Los cabritillos vieron las patas blancas y, creyendo que era su madre, abrieron la puerta. En cuanto lo hicieron, el lobo entró de un salto y los cabritillos gritaron aterrados. Intentaron esconderse por toda la casa: uno se escondió bajo la cama, otro detrás de las cortinas, otro en el horno, y así hasta que cada uno encontró un rincón en el que refugiarse. Pero el lobo los encontró uno a uno y se los tragó de un bocado, excepto al más pequeño, que logró esconderse dentro del reloj de pie sin ser visto.

Después de devorar a los seis cabritillos, el lobo, satisfecho y con el estómago lleno, salió de la casa y se fue al bosque para echarse a dormir bajo un árbol.

Poco después, la madre cabra regresó a casa y, al ver la puerta abierta de par en par, supo que algo terrible había sucedido. Corrió por la casa llamando a sus cabritillos, pero ninguno respondió. Finalmente, escuchó una vocecita que venía del reloj de pie: "¡Mamá, mamá! ¡Estoy aquí!" El cabritillo más pequeño salió del reloj y le contó a su madre todo lo que había sucedido.

Llena de dolor y rabia, la madre cabra decidió ir en busca del lobo. Salió al bosque y lo encontró durmiendo profundamente bajo un árbol, con el estómago lleno y abultado. "Este malvado lobo ha devorado a mis pequeños", pensó, pero cuando miró más de cerca, notó que algo se movía en su vientre. "Mis hijos aún pueden estar vivos", se dijo.

Sin perder tiempo, la madre cabra corrió a casa, buscó una aguja, hilo y unas tijeras, y volvió junto al lobo dormido. Con mucho cuidado, le cortó el vientre, y para su alivio, uno a uno los cabritillos salieron de su interior, vivos y sanos. ¡El lobo se los había tragado enteros sin masticar!

Los cabritillos abrazaron a su madre con alegría, y la madre cabra les dijo que trajeran piedras grandes. Con mucho cuidado, llenaron el vientre del lobo con las piedras y luego lo cosieron de nuevo.

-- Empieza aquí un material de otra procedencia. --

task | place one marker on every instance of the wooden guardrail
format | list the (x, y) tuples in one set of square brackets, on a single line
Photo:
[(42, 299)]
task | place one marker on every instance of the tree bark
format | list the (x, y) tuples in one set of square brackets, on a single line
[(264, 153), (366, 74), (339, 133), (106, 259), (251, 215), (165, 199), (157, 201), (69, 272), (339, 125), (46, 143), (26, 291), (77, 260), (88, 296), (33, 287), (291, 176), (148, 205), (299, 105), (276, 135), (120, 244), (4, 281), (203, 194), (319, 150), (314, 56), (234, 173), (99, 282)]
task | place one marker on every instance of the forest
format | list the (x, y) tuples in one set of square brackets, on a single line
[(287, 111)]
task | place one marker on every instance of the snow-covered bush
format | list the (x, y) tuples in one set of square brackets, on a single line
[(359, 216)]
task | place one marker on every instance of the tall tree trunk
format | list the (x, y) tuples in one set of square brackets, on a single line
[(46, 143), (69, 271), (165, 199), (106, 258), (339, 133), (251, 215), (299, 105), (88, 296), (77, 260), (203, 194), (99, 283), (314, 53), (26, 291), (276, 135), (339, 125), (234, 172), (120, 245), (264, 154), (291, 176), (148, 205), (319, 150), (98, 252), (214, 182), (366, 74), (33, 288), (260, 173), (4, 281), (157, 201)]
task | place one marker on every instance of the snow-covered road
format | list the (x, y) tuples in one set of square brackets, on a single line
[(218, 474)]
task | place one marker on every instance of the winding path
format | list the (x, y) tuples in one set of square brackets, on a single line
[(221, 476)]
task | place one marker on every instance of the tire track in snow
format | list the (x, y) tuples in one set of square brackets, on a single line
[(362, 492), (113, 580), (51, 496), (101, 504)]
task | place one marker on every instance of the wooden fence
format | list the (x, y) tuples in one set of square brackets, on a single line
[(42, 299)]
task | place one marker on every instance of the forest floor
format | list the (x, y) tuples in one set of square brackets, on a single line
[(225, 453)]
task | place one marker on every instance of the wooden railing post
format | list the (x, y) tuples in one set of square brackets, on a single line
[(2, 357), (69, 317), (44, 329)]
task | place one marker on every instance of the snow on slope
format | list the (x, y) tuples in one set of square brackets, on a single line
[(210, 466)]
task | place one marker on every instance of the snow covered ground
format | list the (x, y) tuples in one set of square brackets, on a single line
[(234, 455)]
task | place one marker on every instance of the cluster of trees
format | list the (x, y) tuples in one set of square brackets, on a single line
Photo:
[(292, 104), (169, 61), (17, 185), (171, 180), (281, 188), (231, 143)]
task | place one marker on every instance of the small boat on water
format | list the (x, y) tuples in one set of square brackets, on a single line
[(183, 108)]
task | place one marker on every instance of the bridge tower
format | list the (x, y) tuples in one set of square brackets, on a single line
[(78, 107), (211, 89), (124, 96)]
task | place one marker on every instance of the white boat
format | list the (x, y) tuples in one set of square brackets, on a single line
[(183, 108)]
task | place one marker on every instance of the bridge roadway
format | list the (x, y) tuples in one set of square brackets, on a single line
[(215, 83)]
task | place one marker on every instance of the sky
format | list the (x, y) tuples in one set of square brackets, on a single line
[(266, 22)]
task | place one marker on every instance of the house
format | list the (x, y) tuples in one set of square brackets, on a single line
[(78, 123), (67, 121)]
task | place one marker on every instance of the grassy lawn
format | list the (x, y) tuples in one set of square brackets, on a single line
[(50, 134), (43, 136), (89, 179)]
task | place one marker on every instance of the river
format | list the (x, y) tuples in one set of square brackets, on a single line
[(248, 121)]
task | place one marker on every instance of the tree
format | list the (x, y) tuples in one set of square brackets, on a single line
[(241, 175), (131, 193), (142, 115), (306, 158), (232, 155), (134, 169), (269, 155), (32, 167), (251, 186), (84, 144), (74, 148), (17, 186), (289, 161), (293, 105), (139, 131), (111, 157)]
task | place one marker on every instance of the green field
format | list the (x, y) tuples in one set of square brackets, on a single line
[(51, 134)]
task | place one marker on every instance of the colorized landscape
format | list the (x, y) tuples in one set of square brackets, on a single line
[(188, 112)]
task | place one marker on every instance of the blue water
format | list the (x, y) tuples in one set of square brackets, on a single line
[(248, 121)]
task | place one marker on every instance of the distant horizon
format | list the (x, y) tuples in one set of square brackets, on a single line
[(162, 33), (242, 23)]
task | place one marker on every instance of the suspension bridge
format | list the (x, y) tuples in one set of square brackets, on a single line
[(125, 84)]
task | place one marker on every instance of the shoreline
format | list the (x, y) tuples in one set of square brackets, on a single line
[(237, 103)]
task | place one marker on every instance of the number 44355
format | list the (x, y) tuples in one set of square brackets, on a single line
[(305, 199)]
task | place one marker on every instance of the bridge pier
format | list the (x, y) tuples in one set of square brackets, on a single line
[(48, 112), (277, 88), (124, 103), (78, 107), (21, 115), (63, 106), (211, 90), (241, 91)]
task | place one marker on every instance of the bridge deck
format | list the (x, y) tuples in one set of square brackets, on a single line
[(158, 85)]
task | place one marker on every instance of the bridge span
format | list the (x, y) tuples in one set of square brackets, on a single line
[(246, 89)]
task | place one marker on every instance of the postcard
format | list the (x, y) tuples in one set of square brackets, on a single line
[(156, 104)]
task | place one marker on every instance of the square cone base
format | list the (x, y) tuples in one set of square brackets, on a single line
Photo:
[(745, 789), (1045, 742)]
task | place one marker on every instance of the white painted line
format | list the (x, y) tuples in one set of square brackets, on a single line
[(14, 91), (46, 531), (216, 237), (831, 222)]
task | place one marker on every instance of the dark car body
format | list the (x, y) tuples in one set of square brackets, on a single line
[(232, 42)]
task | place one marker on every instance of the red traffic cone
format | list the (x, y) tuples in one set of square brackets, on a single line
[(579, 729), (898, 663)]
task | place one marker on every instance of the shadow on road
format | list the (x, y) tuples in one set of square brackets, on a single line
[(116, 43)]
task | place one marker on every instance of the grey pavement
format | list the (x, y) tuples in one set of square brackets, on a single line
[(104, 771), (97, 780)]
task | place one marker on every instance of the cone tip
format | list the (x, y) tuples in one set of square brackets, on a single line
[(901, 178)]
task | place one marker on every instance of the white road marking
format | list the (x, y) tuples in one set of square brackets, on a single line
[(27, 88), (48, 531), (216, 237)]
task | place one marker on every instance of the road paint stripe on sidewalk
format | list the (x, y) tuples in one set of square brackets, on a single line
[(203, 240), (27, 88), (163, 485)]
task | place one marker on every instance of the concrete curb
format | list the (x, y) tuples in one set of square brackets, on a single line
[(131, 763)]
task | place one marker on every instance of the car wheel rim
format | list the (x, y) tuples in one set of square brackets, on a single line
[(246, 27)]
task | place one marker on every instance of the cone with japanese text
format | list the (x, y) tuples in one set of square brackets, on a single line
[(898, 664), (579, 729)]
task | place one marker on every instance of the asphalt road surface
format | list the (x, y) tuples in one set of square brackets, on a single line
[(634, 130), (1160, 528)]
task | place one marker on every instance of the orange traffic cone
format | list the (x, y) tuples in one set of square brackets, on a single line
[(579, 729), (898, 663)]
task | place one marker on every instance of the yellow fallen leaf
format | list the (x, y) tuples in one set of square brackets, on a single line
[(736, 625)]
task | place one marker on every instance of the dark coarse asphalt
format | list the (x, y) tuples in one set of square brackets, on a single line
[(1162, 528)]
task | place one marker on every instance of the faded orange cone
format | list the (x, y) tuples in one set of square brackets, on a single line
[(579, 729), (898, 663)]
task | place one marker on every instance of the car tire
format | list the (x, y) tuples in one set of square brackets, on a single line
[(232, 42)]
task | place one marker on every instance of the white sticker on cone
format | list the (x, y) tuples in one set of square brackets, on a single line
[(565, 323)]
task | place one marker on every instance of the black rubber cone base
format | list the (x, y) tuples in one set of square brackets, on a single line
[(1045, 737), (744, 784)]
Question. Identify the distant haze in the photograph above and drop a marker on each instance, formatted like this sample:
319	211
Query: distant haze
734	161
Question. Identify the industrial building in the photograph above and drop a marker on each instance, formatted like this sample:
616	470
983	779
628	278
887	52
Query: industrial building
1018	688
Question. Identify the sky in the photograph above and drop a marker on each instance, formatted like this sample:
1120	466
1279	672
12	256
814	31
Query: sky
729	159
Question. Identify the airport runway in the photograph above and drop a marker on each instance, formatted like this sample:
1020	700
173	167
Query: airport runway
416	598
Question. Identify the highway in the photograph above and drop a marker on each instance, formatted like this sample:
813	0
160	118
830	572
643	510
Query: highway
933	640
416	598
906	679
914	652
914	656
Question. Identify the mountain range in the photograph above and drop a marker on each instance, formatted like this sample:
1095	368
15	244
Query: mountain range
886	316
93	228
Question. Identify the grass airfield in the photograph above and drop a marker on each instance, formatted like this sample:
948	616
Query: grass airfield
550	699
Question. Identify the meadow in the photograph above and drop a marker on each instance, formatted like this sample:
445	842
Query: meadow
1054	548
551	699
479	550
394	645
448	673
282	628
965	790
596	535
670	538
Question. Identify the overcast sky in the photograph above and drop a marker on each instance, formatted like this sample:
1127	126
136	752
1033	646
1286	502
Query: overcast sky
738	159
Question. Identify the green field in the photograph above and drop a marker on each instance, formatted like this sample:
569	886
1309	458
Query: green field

Cuando el lobo finalmente despertó, se levantó sintiéndose pesado y sediento. "¡Qué lleno estoy!", se quejó, y tambaleándose, se dirigió al río para beber agua. Pero cuando se inclinó sobre el río, el peso de las piedras lo arrastró hacia el agua, y el lobo se hundió para no volver a salir jamás.

La madre cabra y sus cabritillos celebraron su victoria y vivieron felices y seguros en su pequeña casa en el bosque, sabiendo que el lobo nunca más volvería a molestarlos.